See: Nicola Bruno, Carole Bode & Marco Bertamini (2016): Composition in portraits: Selfies and wefies reveal similar biases in untrained modern youths and ancient masters, in: Laterality: Asymmetries of Body, Brain and Cognition, 27 May 2016.

Note that mirror (and smartphone) portraits are only reversed left-right rather than up-down – a much discussed phenomenon. Here’s Richard Feynman’s take on it . . .

New book (and show!) by the Ig Nobel randomness reseachers

April 2nd, 2017

The Italian researchers who analyzed how the Peter Principle plays out, and who as a side-effect of that were awarded an Ig Nobel Prize, have a new book about their experiences. The book is called Abbiamo vinto l’Ig Nobel con il principio di Peter [“We won the Ig Nobel with the Peter Principle”], by Alessandro Pluchino, Andrea Rapisarda , and Cesare Garofalo, published by Malcor D’.

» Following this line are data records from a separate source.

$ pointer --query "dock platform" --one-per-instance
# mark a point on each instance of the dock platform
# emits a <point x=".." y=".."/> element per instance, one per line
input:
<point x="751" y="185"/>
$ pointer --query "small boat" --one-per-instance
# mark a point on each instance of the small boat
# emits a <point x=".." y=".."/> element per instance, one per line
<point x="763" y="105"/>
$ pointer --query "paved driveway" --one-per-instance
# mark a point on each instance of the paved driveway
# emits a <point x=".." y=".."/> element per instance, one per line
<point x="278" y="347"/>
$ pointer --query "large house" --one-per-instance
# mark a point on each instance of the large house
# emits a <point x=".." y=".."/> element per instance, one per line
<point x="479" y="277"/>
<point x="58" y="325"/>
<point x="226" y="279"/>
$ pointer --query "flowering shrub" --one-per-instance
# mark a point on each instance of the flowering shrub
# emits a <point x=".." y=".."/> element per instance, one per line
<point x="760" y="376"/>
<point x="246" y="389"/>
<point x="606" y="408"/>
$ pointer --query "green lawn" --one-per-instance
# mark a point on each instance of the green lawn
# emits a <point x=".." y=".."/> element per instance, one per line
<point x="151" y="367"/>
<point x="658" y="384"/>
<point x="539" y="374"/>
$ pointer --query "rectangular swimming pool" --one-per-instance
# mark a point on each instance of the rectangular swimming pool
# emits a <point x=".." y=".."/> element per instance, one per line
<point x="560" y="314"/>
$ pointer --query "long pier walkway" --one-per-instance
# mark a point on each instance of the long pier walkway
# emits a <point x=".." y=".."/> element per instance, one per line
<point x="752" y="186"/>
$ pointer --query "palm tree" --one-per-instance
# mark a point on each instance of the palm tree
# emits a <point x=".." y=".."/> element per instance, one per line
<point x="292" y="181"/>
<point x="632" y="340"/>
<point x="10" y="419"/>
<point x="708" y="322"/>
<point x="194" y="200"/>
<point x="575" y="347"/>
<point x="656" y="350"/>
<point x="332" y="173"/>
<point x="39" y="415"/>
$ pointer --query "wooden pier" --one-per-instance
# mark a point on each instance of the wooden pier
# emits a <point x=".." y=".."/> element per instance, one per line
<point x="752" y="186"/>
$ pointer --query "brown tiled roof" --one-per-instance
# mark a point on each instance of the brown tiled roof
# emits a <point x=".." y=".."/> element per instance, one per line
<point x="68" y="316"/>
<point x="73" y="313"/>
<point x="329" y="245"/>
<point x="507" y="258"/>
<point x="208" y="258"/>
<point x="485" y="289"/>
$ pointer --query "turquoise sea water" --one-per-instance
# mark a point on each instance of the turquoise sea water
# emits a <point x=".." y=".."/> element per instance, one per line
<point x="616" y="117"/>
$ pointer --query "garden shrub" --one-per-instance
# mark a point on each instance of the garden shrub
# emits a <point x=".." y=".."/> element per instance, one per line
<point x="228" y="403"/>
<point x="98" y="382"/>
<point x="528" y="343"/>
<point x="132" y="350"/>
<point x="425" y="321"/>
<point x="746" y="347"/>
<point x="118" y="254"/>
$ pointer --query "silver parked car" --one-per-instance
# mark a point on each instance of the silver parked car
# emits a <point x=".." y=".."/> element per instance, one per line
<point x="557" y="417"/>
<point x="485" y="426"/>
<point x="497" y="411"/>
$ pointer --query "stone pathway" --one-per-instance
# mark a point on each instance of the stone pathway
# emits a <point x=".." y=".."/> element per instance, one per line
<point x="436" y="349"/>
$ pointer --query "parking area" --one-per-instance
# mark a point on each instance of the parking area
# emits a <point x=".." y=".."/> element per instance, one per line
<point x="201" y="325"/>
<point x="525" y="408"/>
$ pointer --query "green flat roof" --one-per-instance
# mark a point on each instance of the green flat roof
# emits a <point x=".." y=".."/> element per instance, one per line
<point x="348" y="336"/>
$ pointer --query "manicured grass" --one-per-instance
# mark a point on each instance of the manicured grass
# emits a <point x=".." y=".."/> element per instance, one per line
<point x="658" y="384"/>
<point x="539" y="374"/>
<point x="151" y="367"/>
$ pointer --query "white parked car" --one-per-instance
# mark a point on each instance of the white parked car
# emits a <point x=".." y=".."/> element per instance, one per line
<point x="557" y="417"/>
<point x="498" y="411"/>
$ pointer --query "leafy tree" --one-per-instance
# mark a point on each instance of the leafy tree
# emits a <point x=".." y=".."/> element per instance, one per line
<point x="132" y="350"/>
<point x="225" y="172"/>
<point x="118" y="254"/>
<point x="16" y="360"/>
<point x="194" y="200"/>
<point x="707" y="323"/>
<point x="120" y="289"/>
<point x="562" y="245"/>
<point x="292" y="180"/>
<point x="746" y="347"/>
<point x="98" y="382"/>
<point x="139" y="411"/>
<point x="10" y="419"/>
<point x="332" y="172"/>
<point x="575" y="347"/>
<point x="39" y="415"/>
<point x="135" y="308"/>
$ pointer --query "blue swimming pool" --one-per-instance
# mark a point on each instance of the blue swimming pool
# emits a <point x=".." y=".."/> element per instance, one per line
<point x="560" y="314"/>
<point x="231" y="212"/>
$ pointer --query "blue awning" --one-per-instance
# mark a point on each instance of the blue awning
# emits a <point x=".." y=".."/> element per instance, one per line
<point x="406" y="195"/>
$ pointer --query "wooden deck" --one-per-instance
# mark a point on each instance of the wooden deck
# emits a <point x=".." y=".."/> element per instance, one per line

We will all celebrate the new book in a special show at the University of Catania, on Thursday, April 6. The show features: Marc Abrahams and Ig Nobel Prize winners Marina de Tommaso (measuring the relative pain people suffer while looking at an ugly painting, rather than a pretty painting, while being shot [in the hand] by a powerful laser beam), Elizabeth Oberzaucher (mathematical analysis of the man who fathered 888 children), and of course Cesare Garofalo, Alessandro Pluchino, and Andrea Rapisarda (organizations would become more efficient if they promoted people at random).

The show is a featured part of the Ig Nobel Spring EuroTour.